Выслушав Гжибовского, замнаркома поставил под сомнение искренность намерений Варшавы улучшить советско-польские отношения. Потемкин напомнил послу историю советско-польских отношений, начиная от войны 1920 г. и вплоть до последнего времени — «…отказ Польши от опубликования совместно с СССР Балтийской декларации в 1933 г., сближение Польши с гитлеровской Германией в 1934 г., активное противодействие польского правительства осуществлению Восточного регионального пакта, защиту Польшей позиций Италии, Германии и Японии в Лиге наций, агрессивное выступление ее против Литвы и Чехословакии».
«Все эти факты, — подытожил Потемкин, — приводят к заключению, что Польша связала свою судьбу с агрессивными державами, угрожающими общему миру, и что она активно поддерживает их политику, направленную против СССР».
В то же время Потемкин отметил, что СССР и не против улучшения отношений с Польшей — если у той действительно имеется такое желание.
В собственном комментарии к записи своей беседы с Гжибовским замнаркома укажет: «Думаю, что Гжибовский производил некоторый зондаж, предчувствуя, что в недалеком будущем Польше придется уже на самой себе ощутить давление дальнейшей германской экспансии»[580]. Что в реальности и происходило.
22 октября 1938-го польского посла в Москве вызвал непосредственно нарком Литвинов. Он попытался выяснить, осуществлял ли Гжибовский зондаж по своей собственной инициативе или же по поручению из Варшавы (т. е. насколько серьезна эта активность польского посла по части улучшения польско-советских отношений).
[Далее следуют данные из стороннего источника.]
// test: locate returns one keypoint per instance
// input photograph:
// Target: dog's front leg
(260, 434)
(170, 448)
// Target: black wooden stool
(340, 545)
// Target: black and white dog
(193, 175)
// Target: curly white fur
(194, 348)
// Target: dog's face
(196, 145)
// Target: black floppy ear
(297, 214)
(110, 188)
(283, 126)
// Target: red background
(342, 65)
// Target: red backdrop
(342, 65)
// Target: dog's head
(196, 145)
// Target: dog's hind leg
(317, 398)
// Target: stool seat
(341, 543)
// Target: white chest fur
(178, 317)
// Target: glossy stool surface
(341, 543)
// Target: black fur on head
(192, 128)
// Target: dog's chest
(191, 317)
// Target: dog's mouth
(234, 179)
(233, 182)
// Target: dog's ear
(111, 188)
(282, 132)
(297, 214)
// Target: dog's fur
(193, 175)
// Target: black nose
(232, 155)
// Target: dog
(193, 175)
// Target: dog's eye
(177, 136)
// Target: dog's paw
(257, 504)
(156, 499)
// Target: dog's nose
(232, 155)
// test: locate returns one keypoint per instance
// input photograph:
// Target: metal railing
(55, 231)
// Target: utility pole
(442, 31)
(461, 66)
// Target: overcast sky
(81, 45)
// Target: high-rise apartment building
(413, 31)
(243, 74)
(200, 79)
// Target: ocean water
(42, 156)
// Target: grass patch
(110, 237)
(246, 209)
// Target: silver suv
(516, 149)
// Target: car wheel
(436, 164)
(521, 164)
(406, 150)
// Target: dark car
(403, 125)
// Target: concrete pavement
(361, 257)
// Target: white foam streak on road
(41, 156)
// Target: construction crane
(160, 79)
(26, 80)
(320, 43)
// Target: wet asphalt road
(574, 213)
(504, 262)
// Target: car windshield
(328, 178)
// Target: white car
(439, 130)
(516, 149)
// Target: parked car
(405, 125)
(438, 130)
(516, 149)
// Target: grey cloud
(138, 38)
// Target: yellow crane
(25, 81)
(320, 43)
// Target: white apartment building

Литвинову пришлось несколько раз ставить этот вопрос, пока вертевшийся как уж на сковородке Гжибовский, наконец, признал, что действует по поручению из Варшавы. Дескать, не имея уверенности в том, что Москва примет польское предложение, Гжибовский не хотел его делать от имени польского правительства (при отрицательном ответе, пояснил польский дипломат, лучше, чтобы СССР отклонил предложение польского посла, чем польского правительства)[581].
Москва подозревала Варшаву в неискренности (и, как покажет время, эти подозрения были обоснованны), но согласилась предпринять шаги к улучшению двусторонних отношений. С одной стороны, не хотели отталкивать Польшу (в т. ч. надеясь, что хотя бы под давлением обстоятельств Варшава образумится и включится в коллективные усилия по обузданию гитлеровской агрессии). С другой — отказ Москвы мог окончательно и бесповоротно толкнуть загнанную в угол Польшу в объятия Гитлера (или даже стать удобным поводом для Бека — ввиду «враждебности СССР по отношению к Польше» — примкнуть к «Антикоминтерновскому пакту»).
С начала ноября стороны приступили к выработке совместного коммюнике для печати. Текст удалось согласовать только к концу ноября. При этом по настоянию польской стороны из документа были изъяты предлагавшиеся советскими дипломатами указания на внешнеполитическую конъюнктуру, побуждающую стороны к более тесному сотрудничеству (поляки не желали демонстрировать свой испуг перед Гитлером), исключен пункт о взаимных консультациях в случае обострения международной ситуации (также предлагавшийся Москвой). Т. е. поляки некоторым образом выхолостили документ. Что и понятно: он им был нужен не более чем в качестве инструмента давления на Берлин.
Неслучайно поляки оставляли за собой право сопроводить коммюнике дополнительными комментариями в печати, т. е. дать собственное толкование. Предполагая, какого рода будут эти «комментарии», Литвинов в беседе с Гжибовским 25 ноября заметит: «хочу выразить надежду, что в польских комментариях не будет попыток умалить или багателизировать (от франц. la bagatelle — безделица, пустяк. — С. Л.) значение коммюнике».